Lessons on building a marketing and social media business

Roger Kenny Photography - Copyright

Five years ago this month I left corporate America and started my own business. This event also roughly coincided with my social media journey. I usually don’t spend time looking back in these posts but I have learned so much and I thought that maybe some of these lessons might help somebody out there too … so here we go.

I had always been afraid to start my own business because I feared I would not know when to stop working. I was correct in this assessment. Fortunately, it is also hard to discern what is “work” and what is “fun.”

When I started my business, I could not have known at the time that it was coinciding with the beginning of a terrible recession. It didn’t seem to matter because the business grew quickly, but as I look back I wonder if I would have done the same thing if I KNEW that the economy was going to tank. I think taking a blind leap probably helped me. Timing is important in business.

The biggest advantage I had in starting this business was having the resources to be patient and grow my business a smart way. I often ask entrepreneurs if they are prepared to be broke for at least two years. I think that is the right mindset going in.

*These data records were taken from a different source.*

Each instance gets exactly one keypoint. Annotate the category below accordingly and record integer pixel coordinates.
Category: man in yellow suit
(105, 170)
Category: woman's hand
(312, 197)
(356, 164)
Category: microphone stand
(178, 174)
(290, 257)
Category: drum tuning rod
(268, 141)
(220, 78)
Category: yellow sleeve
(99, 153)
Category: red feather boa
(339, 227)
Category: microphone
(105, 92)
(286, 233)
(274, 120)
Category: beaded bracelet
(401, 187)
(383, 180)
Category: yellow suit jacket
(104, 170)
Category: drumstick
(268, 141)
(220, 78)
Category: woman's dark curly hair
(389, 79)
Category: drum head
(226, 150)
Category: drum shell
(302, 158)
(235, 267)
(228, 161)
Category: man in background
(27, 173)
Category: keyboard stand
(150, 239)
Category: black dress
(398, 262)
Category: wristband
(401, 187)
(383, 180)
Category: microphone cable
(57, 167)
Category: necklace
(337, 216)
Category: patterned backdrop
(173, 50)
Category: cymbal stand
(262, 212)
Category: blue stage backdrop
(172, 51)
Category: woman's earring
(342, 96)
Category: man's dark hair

At the start, I didn’t say “no” to anything. Every single project, writing assignment and speech helped me learn, grow, and build credibility. My first customer was a young guy starting a local catering business and today I work with Johnson & Johnson and IBM. This did not happen over night. It was relentless progression of learning and building.

The turning point for me was realizing that my blog drove my business. The more effort I put into the blog, the more my business grew. Building a portfolio of quality content and an engaged audience led to an opportunity to write a book, which led to speaking and larger assignments.

The business I have today looks nothing like the business I started. Why?

  • Some of the things I thought I would like to do I actually hated. I had to pivot.
  • My passion is in helping start-ups but I grew weary of dedicating myself to people with big ideas and no money for marketing those ideas. Entrepreneurs chronically overlook the critical importance of marketing.
  • My business grew and flexed as the wave of social media hit the shore.
  • Every new customer and assignment forged my direction in some way like a hammer pounding on a steel blade.
  • When I started I had two revenue streams. Now I have 12. Some are trickles but they are streams nonetheless and something to build on.

What was my biggest mistake? Ironically, I have done a miserable job marketing myself. My website is chronically out of date, I do almost no business development and I don’t even do much networking. When it comes to prioritizing my time, I put family first, clients and students second, and content creating third. I never seem to have time to market the marketing although I am taking steps to align some resources to improve this.

Unless you sell antiques for a living, you cannot dwell on the past. Reach forward and never count on riding your past accomplishments to drive your future. I am in a constant state of re-invention. Constant. Push, push, push.

One of the smartest things I did at the beginning was teach a class at a local college. This sharpened my “content voice,” kept me on top of the game, helped develop ideas that became speeches and books, and created a steady stream of income. Eventually this experience also led to a teaching position at Rutgers University, which has been very rewarding. At the heart of it, I am a teacher in everything I do.

In the first 60 months of my business, there have been three amazing things that stood out for me:

  • The first time somebody told me that The Tao of Twitter “changed their life.” That was profound.
  • Giving a 3-hour lecture at Oxford University to a packed auditorium of graduate students and faculty members. I just kept looking around thinking “I can’t believe I am here.” What a feeling.
  • My book Return On Influence was named one of the top books of the year by the American Library Association, a designation that means it will be added to the permanent collection of university libraries.

When I decided to start my own business, I never looked back and never wavered. I was once tempted by a lucrative offer from a corporate headhunter (to lead marketing for a F500 company in New York) but other than that I have stayed the course. I think that tenacity and single-minded vision has to be there to succeed. I just can’t wait to see what happens next!